Avec Le musée sentimental d’Eva Aeppli, première rétrospective consacrée à la Suissesse en France, le Centre Pompidou-Metz parvient à nous révéler l’univers d’une artiste trop méconnue tout en nous permettant de faire corps avec ses impressionnantes sculptures textiles.
D’entrée de jeu, le visiteur est saisi par la majesté des installations qui s’offrent à son regard en passant la porte de la galerie 1. Un alignement de planètes avec en fond les tableaux géométriques réalisés avec un pendule par Emma Kunz (artiste guérisseuse qui fût la nounou d’Aeppli), la puissante gravité d’une procession ascendante de hautes silhouettes sombres au cri silencieux et aux airs de chœur d’opéra, et, presque à nos pieds, une sculpture textile se prélassant sur une chaise longue répondant au nom de… Niki de Saint Phalle.
Le décor est planté, avec l’évocation de différents marqueurs du parcours de vie d’Eva Aeppli. Pour inviter à suivre celui de cette rétrospective à la fois généreuse et ménageant l’espace. Celui de pauses nécessaires à la digestion du trouble produit. Ou de la sidération parfois, que peut générer celle qui émane de certaines sculptures. Et la découverte du corpus foisonnant de celle qui a rayonné au sein d’un groupe d’artistes (Jean Tinguely, Niki de Saint Phalle…) ou inspiré d’autres (Louise Bourgeois, Andy Warhol…) que le public vénère mais qui est toujours restée dans l’ombre. Tant elle est restée détachée des mouvements artistiques qui lui étaient contemporains, et résistante au monde de l’art en général.
Une exposition moins chronologique qu’il n’y paraît, même si on suit l’évolution de son travail selon les médiums utilisés – on y découvre la gestation de son œuvre cousu et ses sculptures à taille humaine servent de fil rouge.

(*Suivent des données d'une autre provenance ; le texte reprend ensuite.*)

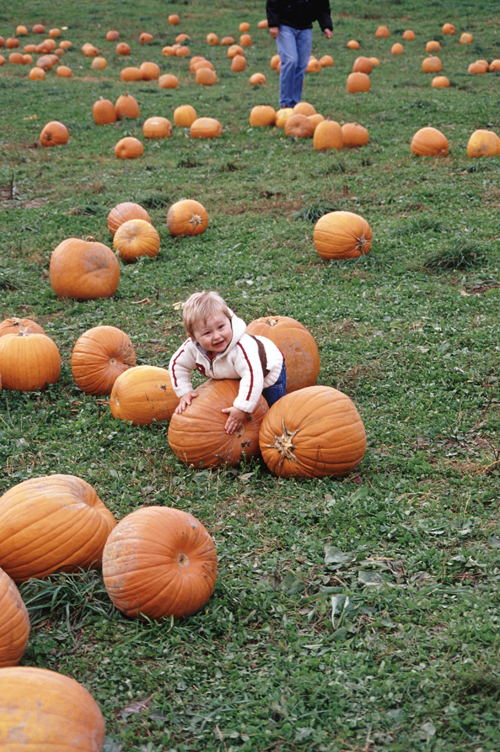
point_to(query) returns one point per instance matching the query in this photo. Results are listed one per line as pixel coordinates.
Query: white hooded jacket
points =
(240, 360)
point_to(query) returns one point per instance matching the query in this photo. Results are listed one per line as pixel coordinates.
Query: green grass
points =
(348, 614)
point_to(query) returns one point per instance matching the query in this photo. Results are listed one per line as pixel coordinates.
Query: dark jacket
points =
(299, 14)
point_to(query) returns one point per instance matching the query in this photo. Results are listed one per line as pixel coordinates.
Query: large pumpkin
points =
(45, 711)
(159, 562)
(136, 238)
(99, 356)
(297, 345)
(197, 436)
(14, 623)
(312, 433)
(54, 523)
(187, 217)
(342, 234)
(84, 269)
(143, 394)
(28, 361)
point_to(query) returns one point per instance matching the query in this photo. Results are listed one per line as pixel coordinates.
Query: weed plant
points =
(354, 614)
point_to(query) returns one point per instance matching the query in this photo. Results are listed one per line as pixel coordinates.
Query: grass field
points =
(355, 614)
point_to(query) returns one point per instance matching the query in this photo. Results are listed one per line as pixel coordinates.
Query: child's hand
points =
(186, 400)
(235, 419)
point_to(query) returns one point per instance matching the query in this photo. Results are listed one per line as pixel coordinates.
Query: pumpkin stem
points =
(284, 445)
(182, 560)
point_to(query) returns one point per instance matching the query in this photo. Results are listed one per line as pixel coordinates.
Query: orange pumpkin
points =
(44, 710)
(159, 562)
(197, 436)
(84, 269)
(129, 147)
(205, 128)
(136, 238)
(99, 356)
(342, 234)
(187, 217)
(123, 212)
(297, 345)
(28, 361)
(429, 142)
(54, 134)
(103, 112)
(14, 624)
(312, 433)
(54, 523)
(143, 394)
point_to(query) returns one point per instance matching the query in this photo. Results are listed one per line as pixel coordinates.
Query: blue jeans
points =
(272, 393)
(294, 49)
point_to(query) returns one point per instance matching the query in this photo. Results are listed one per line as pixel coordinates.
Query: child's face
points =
(214, 334)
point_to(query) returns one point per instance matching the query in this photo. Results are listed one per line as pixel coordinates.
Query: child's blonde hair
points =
(200, 306)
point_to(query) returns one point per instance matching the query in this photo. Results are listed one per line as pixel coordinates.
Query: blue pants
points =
(272, 393)
(294, 49)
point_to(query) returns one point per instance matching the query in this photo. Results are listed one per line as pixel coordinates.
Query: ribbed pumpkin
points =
(99, 356)
(55, 523)
(299, 126)
(157, 127)
(136, 238)
(83, 269)
(159, 562)
(342, 234)
(143, 394)
(205, 128)
(15, 325)
(312, 433)
(197, 436)
(54, 134)
(28, 361)
(429, 142)
(104, 112)
(483, 143)
(44, 711)
(262, 115)
(187, 217)
(328, 135)
(297, 345)
(123, 212)
(129, 147)
(14, 623)
(357, 82)
(184, 115)
(127, 106)
(354, 135)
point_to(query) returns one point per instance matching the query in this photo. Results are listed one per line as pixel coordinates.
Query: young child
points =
(219, 348)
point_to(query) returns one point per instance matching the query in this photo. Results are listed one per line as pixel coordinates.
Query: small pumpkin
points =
(129, 147)
(159, 562)
(342, 234)
(187, 217)
(45, 710)
(14, 623)
(429, 142)
(99, 356)
(297, 345)
(123, 212)
(84, 270)
(136, 238)
(54, 134)
(53, 523)
(143, 394)
(313, 433)
(205, 128)
(197, 436)
(28, 361)
(157, 127)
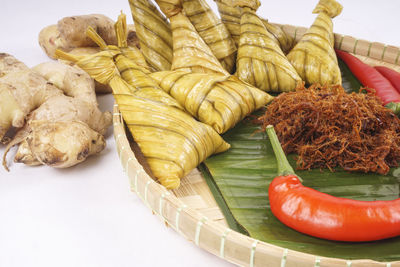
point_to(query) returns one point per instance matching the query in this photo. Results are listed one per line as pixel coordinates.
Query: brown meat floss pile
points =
(327, 128)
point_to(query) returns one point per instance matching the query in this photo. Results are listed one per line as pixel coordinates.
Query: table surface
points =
(86, 215)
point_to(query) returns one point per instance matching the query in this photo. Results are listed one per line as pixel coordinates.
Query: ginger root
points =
(70, 33)
(59, 144)
(21, 91)
(63, 122)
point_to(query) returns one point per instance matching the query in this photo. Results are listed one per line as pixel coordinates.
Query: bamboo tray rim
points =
(215, 237)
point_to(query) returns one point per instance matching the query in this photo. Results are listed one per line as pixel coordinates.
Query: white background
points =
(86, 215)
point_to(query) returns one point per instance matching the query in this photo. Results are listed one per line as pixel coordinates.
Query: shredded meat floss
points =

Cela démarre toutefois par ce musée sentimental qui donne son nom à la rétrospective, évoquant ceux que concevait Daniel Spoerri qui côtoya longtemps Eva Aeppli. Une installation qui raconte moins une histoire qu’elle n’entrelace des récits à travers les objets. Où l’on retrouve les premiers qu’elle a cousu, de poupées en arlequins, mais pas encore envisagés en œuvres d’art. Et où l’on prend la mesure des interactions créatrices entre elle et Jean Tinguely, son second mari (qu’elle poussera dans les bras de Niki), elle l’enjoignant de se concentrer sur le mouvement, et lui l’aidant à se concentrer sur son travail malgré ses élans autodestructeurs, et à se montrer au monde.
Le parcours est truffé de clins d’œil et de dialogues avec d’autres artistes : Annette Messager et son hommage aux petites mains couturières, The Last Supper d’Andy Warhol en vis à vis de La Table d’Aeppli qui l’avait inspiré, une création de Jean-Pierre Raynaud face au Groupe de 13 – Hommage à Amnisty International… Partout le regard est porté par la gravité qui a toujours habité Eva Aeppli, traumatisée par la seconde guerre mondiale.

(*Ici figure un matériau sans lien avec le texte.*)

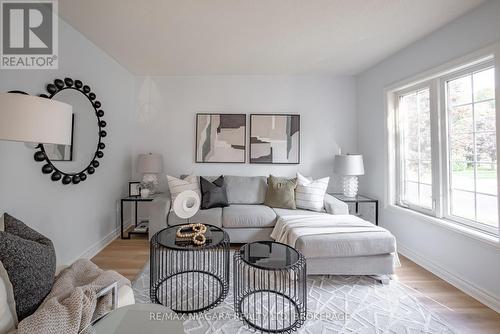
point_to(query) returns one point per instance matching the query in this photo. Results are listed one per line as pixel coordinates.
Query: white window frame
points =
(439, 140)
(399, 145)
(446, 212)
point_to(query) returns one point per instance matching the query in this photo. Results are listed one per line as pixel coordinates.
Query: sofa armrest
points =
(160, 207)
(334, 206)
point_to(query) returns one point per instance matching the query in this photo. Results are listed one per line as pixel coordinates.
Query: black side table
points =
(358, 199)
(135, 199)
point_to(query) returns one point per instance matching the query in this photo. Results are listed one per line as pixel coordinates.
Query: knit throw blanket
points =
(72, 303)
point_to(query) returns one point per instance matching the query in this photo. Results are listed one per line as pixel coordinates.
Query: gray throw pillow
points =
(280, 192)
(30, 261)
(213, 194)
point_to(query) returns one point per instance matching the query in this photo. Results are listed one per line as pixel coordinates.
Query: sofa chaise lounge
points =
(247, 219)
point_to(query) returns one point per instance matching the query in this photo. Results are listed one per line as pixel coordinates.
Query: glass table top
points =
(167, 238)
(269, 255)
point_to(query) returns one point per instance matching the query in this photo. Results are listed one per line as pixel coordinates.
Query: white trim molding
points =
(460, 283)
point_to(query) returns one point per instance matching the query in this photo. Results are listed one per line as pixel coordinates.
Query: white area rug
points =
(336, 304)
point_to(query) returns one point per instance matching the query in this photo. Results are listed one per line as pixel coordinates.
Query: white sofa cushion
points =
(211, 216)
(8, 316)
(246, 189)
(176, 185)
(346, 244)
(310, 194)
(246, 216)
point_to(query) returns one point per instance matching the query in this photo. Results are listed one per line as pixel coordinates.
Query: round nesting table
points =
(189, 278)
(270, 292)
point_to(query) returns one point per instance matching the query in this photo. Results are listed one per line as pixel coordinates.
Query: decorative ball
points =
(186, 204)
(51, 89)
(47, 169)
(76, 179)
(59, 83)
(56, 176)
(39, 156)
(66, 179)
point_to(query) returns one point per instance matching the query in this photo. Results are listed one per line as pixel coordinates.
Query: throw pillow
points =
(213, 194)
(176, 185)
(280, 192)
(30, 261)
(8, 317)
(310, 194)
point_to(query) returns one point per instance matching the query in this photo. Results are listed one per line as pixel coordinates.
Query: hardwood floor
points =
(463, 312)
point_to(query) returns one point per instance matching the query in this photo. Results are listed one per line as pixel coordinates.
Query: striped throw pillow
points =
(176, 186)
(310, 194)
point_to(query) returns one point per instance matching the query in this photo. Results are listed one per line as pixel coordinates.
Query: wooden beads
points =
(197, 236)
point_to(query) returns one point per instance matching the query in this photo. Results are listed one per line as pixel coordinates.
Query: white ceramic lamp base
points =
(350, 186)
(151, 179)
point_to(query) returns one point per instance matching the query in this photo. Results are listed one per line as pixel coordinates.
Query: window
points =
(415, 139)
(472, 150)
(446, 152)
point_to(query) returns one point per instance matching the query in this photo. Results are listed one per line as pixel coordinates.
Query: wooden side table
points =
(357, 200)
(135, 200)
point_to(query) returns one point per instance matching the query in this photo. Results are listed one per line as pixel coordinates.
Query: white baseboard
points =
(101, 244)
(467, 287)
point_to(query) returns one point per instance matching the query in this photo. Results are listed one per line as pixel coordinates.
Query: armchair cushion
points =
(30, 261)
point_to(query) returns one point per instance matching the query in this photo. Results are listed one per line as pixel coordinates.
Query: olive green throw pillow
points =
(280, 192)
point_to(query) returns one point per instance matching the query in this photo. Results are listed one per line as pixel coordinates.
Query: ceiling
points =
(256, 37)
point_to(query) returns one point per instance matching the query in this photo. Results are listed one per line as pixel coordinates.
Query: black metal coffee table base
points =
(270, 292)
(197, 298)
(189, 278)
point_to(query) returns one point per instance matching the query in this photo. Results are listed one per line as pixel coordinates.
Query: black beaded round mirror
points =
(71, 164)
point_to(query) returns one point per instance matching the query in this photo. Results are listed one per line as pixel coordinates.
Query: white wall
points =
(74, 217)
(466, 262)
(166, 109)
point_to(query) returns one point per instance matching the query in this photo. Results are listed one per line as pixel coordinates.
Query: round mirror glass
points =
(85, 135)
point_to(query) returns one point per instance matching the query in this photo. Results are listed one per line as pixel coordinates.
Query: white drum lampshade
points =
(186, 204)
(33, 119)
(350, 166)
(150, 165)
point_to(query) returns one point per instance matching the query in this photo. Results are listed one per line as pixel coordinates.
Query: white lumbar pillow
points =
(8, 316)
(176, 185)
(310, 194)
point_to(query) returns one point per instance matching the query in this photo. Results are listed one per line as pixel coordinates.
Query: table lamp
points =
(350, 166)
(150, 165)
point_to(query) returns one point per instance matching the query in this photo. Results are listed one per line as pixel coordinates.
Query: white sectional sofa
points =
(247, 219)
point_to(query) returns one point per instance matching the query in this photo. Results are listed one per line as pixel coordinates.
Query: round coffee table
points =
(189, 278)
(270, 292)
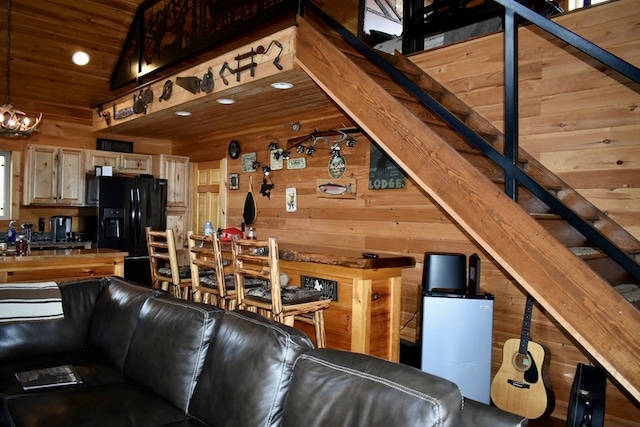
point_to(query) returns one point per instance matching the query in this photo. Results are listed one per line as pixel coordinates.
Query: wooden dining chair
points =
(166, 273)
(258, 259)
(212, 281)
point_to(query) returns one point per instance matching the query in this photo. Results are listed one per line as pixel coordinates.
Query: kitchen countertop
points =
(61, 264)
(48, 244)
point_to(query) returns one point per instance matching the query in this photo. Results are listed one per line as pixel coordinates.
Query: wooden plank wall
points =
(59, 130)
(578, 119)
(401, 221)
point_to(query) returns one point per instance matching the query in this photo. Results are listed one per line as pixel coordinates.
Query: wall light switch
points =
(291, 199)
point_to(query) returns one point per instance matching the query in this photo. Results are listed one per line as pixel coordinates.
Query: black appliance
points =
(457, 324)
(445, 272)
(124, 207)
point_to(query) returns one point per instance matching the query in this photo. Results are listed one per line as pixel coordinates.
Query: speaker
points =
(473, 286)
(586, 403)
(444, 272)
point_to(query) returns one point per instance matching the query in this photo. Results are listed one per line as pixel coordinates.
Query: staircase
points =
(538, 247)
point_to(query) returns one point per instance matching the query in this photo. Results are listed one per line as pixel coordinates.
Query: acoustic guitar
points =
(521, 384)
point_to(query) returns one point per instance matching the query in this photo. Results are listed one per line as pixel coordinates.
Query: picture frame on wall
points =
(249, 162)
(234, 181)
(384, 173)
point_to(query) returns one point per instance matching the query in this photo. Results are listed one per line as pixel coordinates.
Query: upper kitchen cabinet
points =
(54, 176)
(122, 163)
(175, 169)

De ses dessins au fusain, (le fameux Strip tease de 1959) à ses premières sculptures textiles à taille humaine qui deviennent des extensions de ses peintures à l’huile (Les juges qui devisent sur les crimes de l’homme, devant L’aube de 1960), une douleur intérieure transparait. Jusque dans les traits expressifs de ses visages de soie (elle finira par renoncer au corps) dont les coutures esquissent les cicatrices. Une dramaturgie aux atours parfois burlesques qui pourrait renvoyer à Tadeusz Kantor.

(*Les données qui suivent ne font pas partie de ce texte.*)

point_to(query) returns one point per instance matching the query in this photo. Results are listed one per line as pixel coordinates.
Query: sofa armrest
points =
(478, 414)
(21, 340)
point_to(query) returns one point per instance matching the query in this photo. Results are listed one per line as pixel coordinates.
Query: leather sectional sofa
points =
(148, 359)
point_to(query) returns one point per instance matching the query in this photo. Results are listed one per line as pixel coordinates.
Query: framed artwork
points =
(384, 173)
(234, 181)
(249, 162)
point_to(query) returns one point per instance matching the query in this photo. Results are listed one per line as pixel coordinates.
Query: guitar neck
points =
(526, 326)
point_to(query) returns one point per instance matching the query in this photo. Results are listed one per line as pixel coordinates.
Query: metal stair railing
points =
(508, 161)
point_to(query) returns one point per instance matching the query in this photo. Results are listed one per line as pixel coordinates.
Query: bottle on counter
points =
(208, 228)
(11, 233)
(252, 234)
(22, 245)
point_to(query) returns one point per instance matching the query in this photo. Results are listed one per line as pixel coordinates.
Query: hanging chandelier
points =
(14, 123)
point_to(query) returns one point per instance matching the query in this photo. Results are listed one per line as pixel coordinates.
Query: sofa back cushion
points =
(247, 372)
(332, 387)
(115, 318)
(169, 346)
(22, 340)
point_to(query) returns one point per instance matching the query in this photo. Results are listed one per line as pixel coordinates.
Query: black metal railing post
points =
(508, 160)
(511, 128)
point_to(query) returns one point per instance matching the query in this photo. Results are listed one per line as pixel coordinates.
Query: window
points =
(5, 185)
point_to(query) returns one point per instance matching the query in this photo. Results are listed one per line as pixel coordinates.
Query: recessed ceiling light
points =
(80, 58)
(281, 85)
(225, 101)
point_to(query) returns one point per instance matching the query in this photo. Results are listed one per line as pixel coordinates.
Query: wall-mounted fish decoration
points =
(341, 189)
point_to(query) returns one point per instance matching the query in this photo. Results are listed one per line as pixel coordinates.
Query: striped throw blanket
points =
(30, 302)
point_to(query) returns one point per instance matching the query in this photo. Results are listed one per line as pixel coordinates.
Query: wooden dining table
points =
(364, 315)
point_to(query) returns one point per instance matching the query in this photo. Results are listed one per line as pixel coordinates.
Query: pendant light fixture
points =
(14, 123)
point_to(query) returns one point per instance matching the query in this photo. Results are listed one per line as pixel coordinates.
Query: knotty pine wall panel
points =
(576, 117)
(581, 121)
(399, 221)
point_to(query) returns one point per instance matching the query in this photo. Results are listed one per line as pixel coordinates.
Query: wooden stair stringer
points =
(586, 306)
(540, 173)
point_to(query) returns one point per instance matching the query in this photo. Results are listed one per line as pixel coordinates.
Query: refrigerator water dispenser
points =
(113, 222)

Plus loin, on la voit se tourner vers l’astrologie pour mieux révéler la richesse de l’esprit humain. Mais ce monde complexe qu’elle observe et qui l’habite prend une dimension différente vers la fin du parcours, à travers ses 15 Livres de vie qui lui étaient plus précieux que tout le reste de ses créations. Un œuvre à part entière et une plongée dans la densité intime d’une artiste radicale.